The elves of Rivendell had closed ranks, in the way only the elves of Rivendell could. So Morwinyon assumed, anyway: her father's Silvan could be close-mouthed and wary. Never had she seen them turn such blandly smiling faces on interlopers that the interlopers decided to leave. Never had she seen eyes linger on those of the Silvan with scars, either, but here she supposed that here Elrond would heal such hurts before they had time to scar.
Doubtless he could have saved her eye, and perhaps brought Fili back to life too, she thought sourly. The Dunedain had never stared sidelong at her scars, but then, many had their own.
"Maybe if I was better fed I'd be more creative," Kili said. "I thought I'd prepared myself, but I'd forgotten."
Morwinyon crumpled up her parchment and threw it at him. He did not so much as flinch when it hit between his eyes and bounced off.

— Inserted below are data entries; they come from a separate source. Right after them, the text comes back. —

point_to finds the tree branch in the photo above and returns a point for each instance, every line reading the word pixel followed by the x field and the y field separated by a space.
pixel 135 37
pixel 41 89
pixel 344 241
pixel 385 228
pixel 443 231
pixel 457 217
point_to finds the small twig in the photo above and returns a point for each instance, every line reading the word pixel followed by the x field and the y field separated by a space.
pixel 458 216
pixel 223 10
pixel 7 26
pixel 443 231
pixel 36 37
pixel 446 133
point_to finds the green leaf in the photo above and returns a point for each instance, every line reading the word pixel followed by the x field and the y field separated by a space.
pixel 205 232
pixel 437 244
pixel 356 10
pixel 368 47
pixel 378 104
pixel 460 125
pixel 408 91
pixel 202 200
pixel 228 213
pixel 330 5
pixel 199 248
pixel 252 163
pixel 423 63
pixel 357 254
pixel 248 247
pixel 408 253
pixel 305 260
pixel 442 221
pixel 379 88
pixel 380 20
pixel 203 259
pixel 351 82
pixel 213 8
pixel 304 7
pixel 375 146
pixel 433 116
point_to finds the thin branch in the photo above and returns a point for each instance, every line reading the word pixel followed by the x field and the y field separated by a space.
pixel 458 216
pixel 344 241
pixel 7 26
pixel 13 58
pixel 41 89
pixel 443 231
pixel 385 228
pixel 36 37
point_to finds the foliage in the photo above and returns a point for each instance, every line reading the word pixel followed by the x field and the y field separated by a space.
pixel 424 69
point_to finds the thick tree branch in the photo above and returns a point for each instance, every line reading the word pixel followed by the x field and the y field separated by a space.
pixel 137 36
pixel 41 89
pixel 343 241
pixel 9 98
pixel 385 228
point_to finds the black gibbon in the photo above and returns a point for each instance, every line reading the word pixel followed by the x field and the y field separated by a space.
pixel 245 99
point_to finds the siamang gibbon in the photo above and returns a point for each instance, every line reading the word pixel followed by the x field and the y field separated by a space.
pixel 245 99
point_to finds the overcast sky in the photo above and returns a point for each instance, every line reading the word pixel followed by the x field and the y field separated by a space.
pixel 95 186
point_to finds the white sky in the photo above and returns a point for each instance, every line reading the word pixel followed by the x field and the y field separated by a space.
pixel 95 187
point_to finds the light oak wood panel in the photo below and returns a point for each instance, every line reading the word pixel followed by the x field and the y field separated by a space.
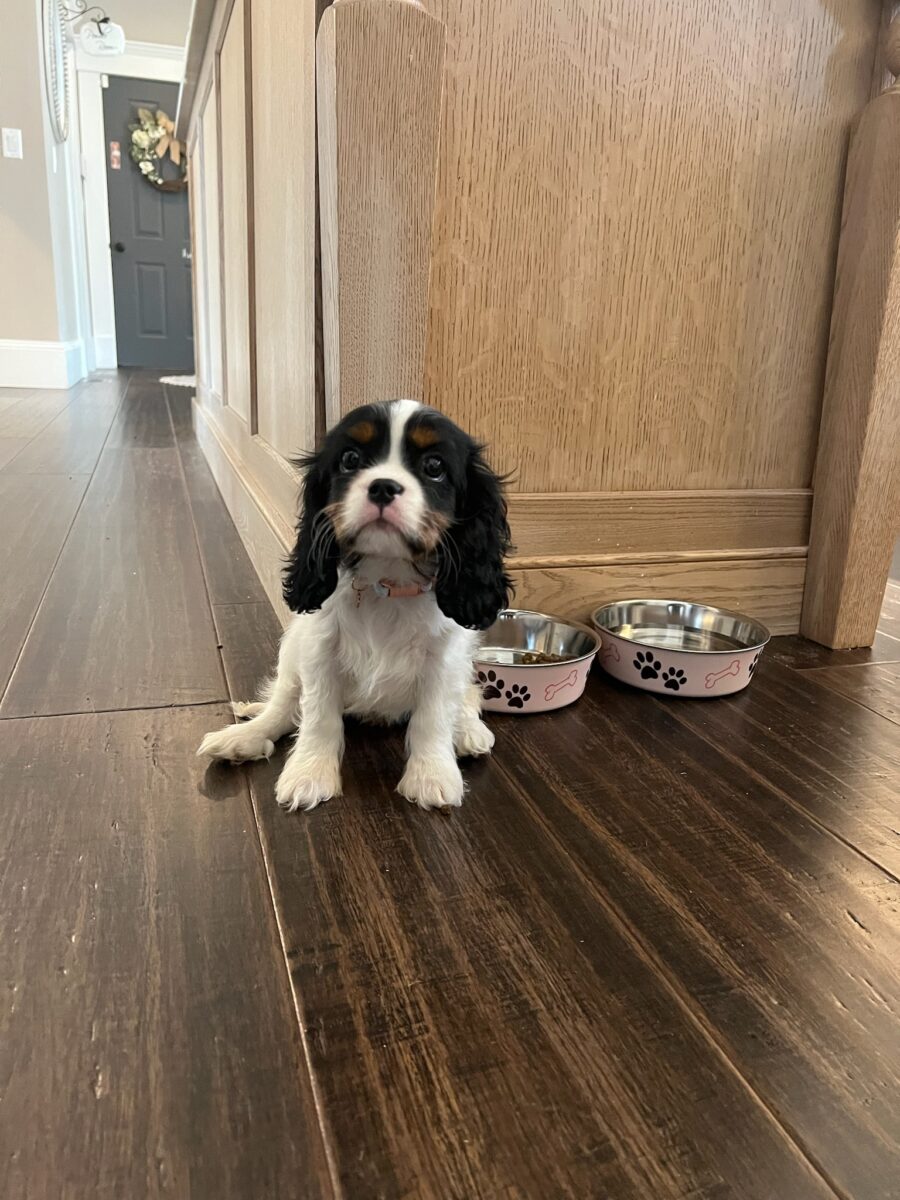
pixel 235 215
pixel 641 523
pixel 148 1041
pixel 381 73
pixel 856 515
pixel 769 589
pixel 635 233
pixel 283 81
pixel 264 533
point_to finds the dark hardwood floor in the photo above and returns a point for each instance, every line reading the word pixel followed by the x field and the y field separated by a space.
pixel 655 954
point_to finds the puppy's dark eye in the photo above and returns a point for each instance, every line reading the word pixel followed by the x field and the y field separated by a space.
pixel 349 461
pixel 433 467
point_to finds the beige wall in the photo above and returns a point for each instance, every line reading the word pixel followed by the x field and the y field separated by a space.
pixel 28 293
pixel 163 21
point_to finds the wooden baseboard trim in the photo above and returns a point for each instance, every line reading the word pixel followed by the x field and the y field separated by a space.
pixel 607 527
pixel 771 589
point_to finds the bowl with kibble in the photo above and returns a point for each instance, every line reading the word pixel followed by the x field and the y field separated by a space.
pixel 533 663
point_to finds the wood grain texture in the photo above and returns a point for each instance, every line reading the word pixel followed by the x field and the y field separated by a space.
pixel 633 263
pixel 481 1024
pixel 148 1044
pixel 264 534
pixel 783 941
pixel 876 685
pixel 857 490
pixel 10 448
pixel 250 636
pixel 234 219
pixel 37 515
pixel 228 571
pixel 283 82
pixel 143 419
pixel 125 622
pixel 639 523
pixel 378 163
pixel 28 415
pixel 769 589
pixel 804 655
pixel 72 442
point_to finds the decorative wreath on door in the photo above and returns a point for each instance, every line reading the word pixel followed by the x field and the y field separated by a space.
pixel 153 136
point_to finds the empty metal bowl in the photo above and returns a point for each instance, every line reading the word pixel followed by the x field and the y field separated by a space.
pixel 532 663
pixel 678 648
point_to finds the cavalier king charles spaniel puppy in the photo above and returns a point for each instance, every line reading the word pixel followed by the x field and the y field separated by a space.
pixel 397 564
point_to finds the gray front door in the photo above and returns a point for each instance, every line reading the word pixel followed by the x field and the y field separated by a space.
pixel 149 240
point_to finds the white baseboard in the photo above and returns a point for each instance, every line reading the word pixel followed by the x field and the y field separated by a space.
pixel 41 364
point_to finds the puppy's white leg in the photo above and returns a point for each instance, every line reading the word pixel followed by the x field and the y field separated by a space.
pixel 312 772
pixel 432 780
pixel 270 720
pixel 472 737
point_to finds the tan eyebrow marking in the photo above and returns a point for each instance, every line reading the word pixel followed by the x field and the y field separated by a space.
pixel 363 431
pixel 423 436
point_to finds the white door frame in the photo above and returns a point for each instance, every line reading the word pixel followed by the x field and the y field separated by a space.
pixel 142 60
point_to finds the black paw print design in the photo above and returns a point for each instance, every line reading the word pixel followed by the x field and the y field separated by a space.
pixel 491 687
pixel 517 695
pixel 647 665
pixel 673 678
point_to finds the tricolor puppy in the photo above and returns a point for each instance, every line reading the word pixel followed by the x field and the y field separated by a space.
pixel 399 561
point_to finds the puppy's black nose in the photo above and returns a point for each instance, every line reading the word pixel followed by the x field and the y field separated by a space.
pixel 382 491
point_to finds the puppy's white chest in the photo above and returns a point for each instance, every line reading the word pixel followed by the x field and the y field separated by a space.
pixel 384 647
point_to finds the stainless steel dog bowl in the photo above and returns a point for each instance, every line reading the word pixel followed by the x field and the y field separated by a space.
pixel 510 683
pixel 678 648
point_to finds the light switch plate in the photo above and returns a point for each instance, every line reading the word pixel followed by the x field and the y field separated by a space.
pixel 12 143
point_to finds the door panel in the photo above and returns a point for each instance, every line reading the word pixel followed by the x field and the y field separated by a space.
pixel 149 238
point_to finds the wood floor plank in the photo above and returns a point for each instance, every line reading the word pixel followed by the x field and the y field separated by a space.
pixel 785 940
pixel 249 636
pixel 72 442
pixel 804 655
pixel 10 448
pixel 231 577
pixel 148 1043
pixel 143 419
pixel 37 514
pixel 479 1024
pixel 876 687
pixel 827 755
pixel 125 622
pixel 29 415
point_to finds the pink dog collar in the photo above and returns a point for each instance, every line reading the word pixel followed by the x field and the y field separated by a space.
pixel 388 589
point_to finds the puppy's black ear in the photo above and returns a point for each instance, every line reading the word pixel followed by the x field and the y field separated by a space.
pixel 311 573
pixel 472 585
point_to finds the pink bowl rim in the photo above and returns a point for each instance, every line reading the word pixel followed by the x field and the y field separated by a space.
pixel 700 604
pixel 593 634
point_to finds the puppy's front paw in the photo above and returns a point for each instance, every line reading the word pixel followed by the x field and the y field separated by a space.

She had practiced long and hard to regain some semblance of her former aim, but here in a room she had been in for over a week she could make the calculations without pause: it was on new ground that she still had difficulty with distance. Shooting a dragon in the eye would not be a feat she repeated unless the dragon was kind enough to confront her in a place she knew well and gave her a moment to calculate their size.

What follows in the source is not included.